É a mais pura verdade: a primeira palavra que ele falou foi Charlles. Saiu pulando em uma perna só gritando Chali, Chali, Chali. Quando eu me levantava e me despedia de todos da casa, ele corria, apanhava a bola, e vinha me dizer do seu jeito para que eu ficasse. Bola, Chali! Bola! Eu o levava para a praça a ficávamos lá, sentados, vendo as pessoas, ele olhando as plantas e aventurando-se fora do meu círculo de proteção e voltando correndo. Todas as noites, eu o erguia nos braços e fazia a sombra com a mão de uma boca devoradora que vinha comer seu dedo espichado subindo o muro, e ele caía na gargalhada. Outra noite, ele com o boné virado para trás e vestido com um macacão de bad-boy, eu menti que queimava a língua com o café, e ele soltava deliciosas e sonoras gargalhadas. Todo mundo ria com as gargalhadas e era algo de uma beleza impressionante. Ele viajara com a mãe e os avós, por dois meses. Eu levava a Dani para casa à pé, no dia em que ele chegara, e eu dizia para a Dani: "É certeza que o Rui não se lembra mais de mim. A tal viagem me colocou em segundo plano." Eu acabava de dizer isso, virando a esquina, e ele estava andando junto à avó, duas ruas abaixo. Ele tinha três anos, e sincronizadamente, assim que eu terminara a frase, ele gritou o meu nome e saiu correndo em minha direção. Eu saí desesperado em sua direção, assim como a Dani e a avó, temerosos que algum carro passasse pela rua. Foi uma cena de cinema, para se encenar em uma praia, nós dois indo em direção um para o outro, e ao nos aproximarmos, ele se lançando em meus braços. Foi o abraço mais delicioso da minha vida. Ele vestia um moletom, e me apertou com tanta força que fiquei sufocado. E não parava de repetir, com a voz cheia de amor: "Charlles. Charlles." Depois de minutos em que nos sufocávamos de beijos e abraços, ele passou a pesar em meus braços, e quando eu tentava colocá-lo no chão, ele cruzava as pernas para me impedir.
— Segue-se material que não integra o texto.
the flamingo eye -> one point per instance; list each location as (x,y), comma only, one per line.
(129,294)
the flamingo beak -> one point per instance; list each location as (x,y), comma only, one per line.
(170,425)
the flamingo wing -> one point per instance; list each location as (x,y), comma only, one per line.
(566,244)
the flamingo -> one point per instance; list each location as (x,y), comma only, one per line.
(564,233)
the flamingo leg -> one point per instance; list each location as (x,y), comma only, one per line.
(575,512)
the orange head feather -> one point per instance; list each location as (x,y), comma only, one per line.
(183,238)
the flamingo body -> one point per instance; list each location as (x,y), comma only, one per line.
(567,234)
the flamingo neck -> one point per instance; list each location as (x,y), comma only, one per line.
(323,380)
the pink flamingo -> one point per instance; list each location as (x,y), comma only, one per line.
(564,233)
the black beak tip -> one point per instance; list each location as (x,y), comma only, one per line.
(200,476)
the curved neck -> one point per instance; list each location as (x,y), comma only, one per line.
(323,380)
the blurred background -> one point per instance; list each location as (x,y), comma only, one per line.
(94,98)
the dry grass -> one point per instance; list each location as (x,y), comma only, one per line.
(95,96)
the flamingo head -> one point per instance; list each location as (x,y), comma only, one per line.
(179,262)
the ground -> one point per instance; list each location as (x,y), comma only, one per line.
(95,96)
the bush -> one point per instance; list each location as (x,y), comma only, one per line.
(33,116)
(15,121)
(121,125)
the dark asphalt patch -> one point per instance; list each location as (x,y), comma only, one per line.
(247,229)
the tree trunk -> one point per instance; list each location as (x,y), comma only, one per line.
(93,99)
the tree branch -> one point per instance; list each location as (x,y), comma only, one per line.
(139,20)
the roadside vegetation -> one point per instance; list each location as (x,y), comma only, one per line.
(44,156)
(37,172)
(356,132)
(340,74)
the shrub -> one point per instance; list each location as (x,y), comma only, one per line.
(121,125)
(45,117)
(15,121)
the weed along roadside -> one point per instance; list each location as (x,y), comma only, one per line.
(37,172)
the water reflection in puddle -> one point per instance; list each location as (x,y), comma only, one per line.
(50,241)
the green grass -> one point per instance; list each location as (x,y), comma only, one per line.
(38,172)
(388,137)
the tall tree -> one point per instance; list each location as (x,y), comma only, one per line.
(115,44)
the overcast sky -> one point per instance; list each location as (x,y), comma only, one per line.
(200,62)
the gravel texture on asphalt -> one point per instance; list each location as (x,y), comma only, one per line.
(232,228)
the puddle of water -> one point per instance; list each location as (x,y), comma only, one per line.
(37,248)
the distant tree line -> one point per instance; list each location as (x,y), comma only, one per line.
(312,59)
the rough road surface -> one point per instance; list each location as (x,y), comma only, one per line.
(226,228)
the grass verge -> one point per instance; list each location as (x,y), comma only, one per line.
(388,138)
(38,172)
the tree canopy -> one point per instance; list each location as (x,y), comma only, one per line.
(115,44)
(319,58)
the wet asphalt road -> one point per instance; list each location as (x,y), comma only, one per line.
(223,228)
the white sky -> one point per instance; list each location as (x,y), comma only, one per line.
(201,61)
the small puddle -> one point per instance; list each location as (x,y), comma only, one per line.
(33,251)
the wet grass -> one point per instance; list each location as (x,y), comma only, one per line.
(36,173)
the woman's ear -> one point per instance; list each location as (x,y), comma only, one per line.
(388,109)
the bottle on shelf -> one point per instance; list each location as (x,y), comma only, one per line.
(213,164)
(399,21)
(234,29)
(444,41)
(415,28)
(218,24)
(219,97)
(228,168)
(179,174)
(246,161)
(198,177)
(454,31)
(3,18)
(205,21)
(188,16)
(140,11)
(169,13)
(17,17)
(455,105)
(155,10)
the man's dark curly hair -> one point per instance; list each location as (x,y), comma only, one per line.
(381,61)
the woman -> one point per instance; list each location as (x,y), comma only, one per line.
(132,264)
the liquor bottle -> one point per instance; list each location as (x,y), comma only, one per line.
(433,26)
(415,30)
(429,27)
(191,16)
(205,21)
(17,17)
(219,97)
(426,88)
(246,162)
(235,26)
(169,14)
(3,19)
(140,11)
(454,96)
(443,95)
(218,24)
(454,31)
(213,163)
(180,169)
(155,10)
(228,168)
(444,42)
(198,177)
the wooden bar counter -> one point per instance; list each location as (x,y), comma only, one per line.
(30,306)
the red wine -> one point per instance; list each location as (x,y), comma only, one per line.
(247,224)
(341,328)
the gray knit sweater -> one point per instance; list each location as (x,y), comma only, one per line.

Depois eles se mudaram para outra cidade, a Dani foi junto. Eu ia às vezes vê-lo, ele se sentava em meu colo à mesa do almoço e dizia que eu era dele. Depois eu passei a ir com menos frequência, até que deixei de ir de uma vez. Casei-me com a Dani e ele, assim, perdeu também a tia. Ano passado o avô, que era o ser que ele mais amava no mundo, morreu atropelado por um carro, e ele se trancou no quarto. Sua mãe também ficou muito solitária com a morte do pai e tentou suicídio, interrompido pela lavagem estomacal que os médicos lhe fizeram às pressas. O pai do Rui, que é viciado em drogas, está preso há dois anos, acusado de ter invadido uma casa e estuprado uma menina de 12 anos. A vida não tem sido boa nem um pouco para ele. Ele já veio muitas vezes aqui em casa, mas nosso elo se perdeu. É uma das coisas da qual mais lamento. Lamento ter deixado que ele tivesse se mudado de cidade, ainda que não sei ao certo o que deveria ter feito para impedir isso: casado logo com a Dani e ter criado ele? Eu bem poderia ter feito isso, pois eu o amava profundamente. Mas eu tinha muito medo à época, medo de meu fracasso humano, medo das consequências da minha solidão brutal, medo das minhas sérias mutilações. Eu tinha muito medo de que algum dia eu fosse rejeitar a feiura das deformações do crescimento que eu veria nele, eu não confiava nem um pouco que eu pudesse ser perseverante. Eu poderia ter criado ele, eu poderia ter falado isso para a Dani à época. poderia ter refeito a louca matemática de improvisos da minha vida e ter comportado essa surpreendente leveza. (Porque, a vida agora me parece, tem me parecido cada vez mais, leve e fácil, absurdamente fácil, descomplicada leve e fácil em todas as suas complicações, desburocratizada.) Passei tempo demais me preocupando com cada coisa besta, com cada coisa sem razão, antecipando os medos afim de não ser sucumbido por eles, de tal forma que me prostrei.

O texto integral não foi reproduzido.